As they (Buddha, perhaps?) say, old habits die hard. Putting on eyeliner every morning has become a ritual for me, something I don’t even think twice about. So has ending my sentences with prepositions. Anyway, while looking at the poster for Bona fide Beauty, I noticed one of the bullet points was “a day without makeup.” For some reason, this caught my greatly makeuped eye. Could I let down my guard and give up my Revlon Colorstay Eyeliner for 24 hours? I decided to find out.
Let me give you the Reader’s Digest version of my makeup-less day: Getting ready in the morning was a cinch. I went to IKEA and caught glimpses of my naked eyes in Swedish mirrors, which was alarming. Stopping by REI felt like home; I felt so “granola” and “outdoorsy” with my conspicuously unmade face. And then I went to a social gathering where there were a lot of good-looking people. I felt so dowdy and invisible. I headed straight for the bathroom where I sheepishly applied eyeliner. Immediately after, I felt like myself. But why? Does makeup really make up an identity? In other words, does kohl make the soul? Nothing could be further from the truth, and I knew that. It was time for me to stop hiding behind a mask. I didn’t need to be scared of myself or buy into some myth about beauty.

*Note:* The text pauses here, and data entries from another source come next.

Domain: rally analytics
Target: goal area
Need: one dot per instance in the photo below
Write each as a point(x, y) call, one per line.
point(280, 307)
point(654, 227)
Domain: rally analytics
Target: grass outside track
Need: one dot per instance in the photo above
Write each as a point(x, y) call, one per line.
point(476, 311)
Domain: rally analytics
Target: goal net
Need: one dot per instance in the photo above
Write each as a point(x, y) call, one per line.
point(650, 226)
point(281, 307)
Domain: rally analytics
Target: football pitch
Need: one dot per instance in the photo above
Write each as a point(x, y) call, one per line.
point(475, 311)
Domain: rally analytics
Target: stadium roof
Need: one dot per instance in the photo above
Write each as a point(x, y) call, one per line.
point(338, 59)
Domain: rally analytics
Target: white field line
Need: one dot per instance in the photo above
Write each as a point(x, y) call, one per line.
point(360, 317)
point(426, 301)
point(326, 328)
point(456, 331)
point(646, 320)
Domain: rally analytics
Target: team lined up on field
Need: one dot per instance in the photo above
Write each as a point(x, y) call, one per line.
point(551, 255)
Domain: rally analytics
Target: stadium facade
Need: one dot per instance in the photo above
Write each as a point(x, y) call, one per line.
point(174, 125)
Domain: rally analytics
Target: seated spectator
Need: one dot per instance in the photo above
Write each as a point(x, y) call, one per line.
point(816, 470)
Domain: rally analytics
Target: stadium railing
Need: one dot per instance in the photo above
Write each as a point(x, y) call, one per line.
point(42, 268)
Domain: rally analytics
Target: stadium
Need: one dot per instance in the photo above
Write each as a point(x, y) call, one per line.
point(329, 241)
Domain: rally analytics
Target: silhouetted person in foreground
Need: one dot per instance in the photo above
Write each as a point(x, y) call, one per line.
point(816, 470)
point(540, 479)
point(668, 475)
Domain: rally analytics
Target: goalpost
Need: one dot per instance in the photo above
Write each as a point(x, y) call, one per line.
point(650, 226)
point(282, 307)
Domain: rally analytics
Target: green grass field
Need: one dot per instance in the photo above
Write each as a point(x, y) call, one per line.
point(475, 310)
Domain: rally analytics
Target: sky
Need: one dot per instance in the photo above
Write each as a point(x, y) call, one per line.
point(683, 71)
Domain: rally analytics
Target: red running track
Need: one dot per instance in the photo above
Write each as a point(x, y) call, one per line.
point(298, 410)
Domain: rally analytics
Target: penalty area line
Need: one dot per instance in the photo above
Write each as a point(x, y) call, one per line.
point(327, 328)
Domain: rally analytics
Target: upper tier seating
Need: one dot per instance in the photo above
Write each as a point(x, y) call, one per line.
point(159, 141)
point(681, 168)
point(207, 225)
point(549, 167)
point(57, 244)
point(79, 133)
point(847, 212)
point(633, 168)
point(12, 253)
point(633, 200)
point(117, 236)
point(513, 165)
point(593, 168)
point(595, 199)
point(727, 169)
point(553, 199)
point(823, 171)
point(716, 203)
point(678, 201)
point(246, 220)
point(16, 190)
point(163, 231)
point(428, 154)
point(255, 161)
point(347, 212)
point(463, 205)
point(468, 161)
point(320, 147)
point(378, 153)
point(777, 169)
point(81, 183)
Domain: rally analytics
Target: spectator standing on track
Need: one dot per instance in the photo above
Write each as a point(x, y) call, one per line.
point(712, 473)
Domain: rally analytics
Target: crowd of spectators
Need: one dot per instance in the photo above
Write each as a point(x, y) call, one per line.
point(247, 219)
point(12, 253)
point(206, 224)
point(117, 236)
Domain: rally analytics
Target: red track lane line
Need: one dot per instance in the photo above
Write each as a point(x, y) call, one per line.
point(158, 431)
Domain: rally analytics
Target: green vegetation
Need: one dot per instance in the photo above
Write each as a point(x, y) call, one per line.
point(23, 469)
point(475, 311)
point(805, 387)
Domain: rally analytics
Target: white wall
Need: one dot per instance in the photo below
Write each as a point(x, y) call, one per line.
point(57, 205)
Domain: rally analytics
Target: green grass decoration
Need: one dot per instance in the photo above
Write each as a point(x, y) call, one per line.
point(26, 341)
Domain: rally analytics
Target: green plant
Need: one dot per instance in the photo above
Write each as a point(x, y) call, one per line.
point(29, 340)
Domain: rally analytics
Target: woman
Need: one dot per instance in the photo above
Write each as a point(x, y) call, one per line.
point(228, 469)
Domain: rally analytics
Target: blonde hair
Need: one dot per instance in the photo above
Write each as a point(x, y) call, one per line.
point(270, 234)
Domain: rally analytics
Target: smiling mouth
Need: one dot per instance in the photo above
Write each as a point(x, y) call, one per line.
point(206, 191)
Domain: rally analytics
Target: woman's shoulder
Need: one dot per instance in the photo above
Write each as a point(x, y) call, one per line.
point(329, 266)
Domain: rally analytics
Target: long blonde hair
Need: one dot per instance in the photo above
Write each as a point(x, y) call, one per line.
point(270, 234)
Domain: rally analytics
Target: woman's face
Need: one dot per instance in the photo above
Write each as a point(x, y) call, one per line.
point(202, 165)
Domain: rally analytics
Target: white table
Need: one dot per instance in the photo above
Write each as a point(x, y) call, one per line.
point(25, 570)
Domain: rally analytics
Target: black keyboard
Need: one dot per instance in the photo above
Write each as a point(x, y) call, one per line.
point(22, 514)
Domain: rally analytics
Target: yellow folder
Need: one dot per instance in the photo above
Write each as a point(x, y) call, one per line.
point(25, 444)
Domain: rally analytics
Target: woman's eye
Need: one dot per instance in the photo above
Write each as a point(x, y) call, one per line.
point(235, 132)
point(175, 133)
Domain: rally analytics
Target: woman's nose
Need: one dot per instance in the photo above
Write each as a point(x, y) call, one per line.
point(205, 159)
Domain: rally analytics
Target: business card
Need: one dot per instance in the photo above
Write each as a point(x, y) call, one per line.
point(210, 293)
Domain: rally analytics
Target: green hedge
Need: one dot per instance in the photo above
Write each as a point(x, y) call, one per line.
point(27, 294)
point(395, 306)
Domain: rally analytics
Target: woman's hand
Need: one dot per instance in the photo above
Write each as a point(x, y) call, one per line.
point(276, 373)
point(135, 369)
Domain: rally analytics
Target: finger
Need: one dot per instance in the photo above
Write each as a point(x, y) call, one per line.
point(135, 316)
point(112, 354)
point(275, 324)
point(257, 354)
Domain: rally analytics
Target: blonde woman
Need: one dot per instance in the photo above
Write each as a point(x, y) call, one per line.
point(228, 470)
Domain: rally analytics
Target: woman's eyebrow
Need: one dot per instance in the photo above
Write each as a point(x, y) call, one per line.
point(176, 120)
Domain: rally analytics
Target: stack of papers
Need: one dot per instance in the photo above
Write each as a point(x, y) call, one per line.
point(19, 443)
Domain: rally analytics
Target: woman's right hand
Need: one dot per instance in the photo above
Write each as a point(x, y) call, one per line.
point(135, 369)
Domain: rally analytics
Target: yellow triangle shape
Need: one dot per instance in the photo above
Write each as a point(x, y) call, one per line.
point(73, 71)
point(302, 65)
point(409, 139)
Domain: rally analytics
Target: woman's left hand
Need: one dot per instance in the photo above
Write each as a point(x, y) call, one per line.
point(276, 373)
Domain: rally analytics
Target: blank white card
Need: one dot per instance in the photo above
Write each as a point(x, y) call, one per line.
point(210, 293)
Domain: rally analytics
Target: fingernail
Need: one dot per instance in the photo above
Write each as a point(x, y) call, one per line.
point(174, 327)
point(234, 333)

So I went back into the same bathroom, grabbed a handful of tissue, and wiped the liner off my lids. Enough with this illusion. Enough with this attachment to a stupid eye pencil. Enough with constantly maintaining this constructed and superficial identity. I am liberated! Or at least I thought I was until the next morning when I applied liner almost without a second thought. My feelings of emancipation from the previous night had disappeared when the sun appeared. It was a new day and I was back to my old self. Although this is a somewhat disappointing ending, it’s the truth. I am still uncomfortable exposing myself sans makeup; it has obviously been my crutch for a long time. But maybe each day I can start to break away from these chains. Maybe I can begin to realize what really matters, embrace simplicity, and begin to walk again on my own.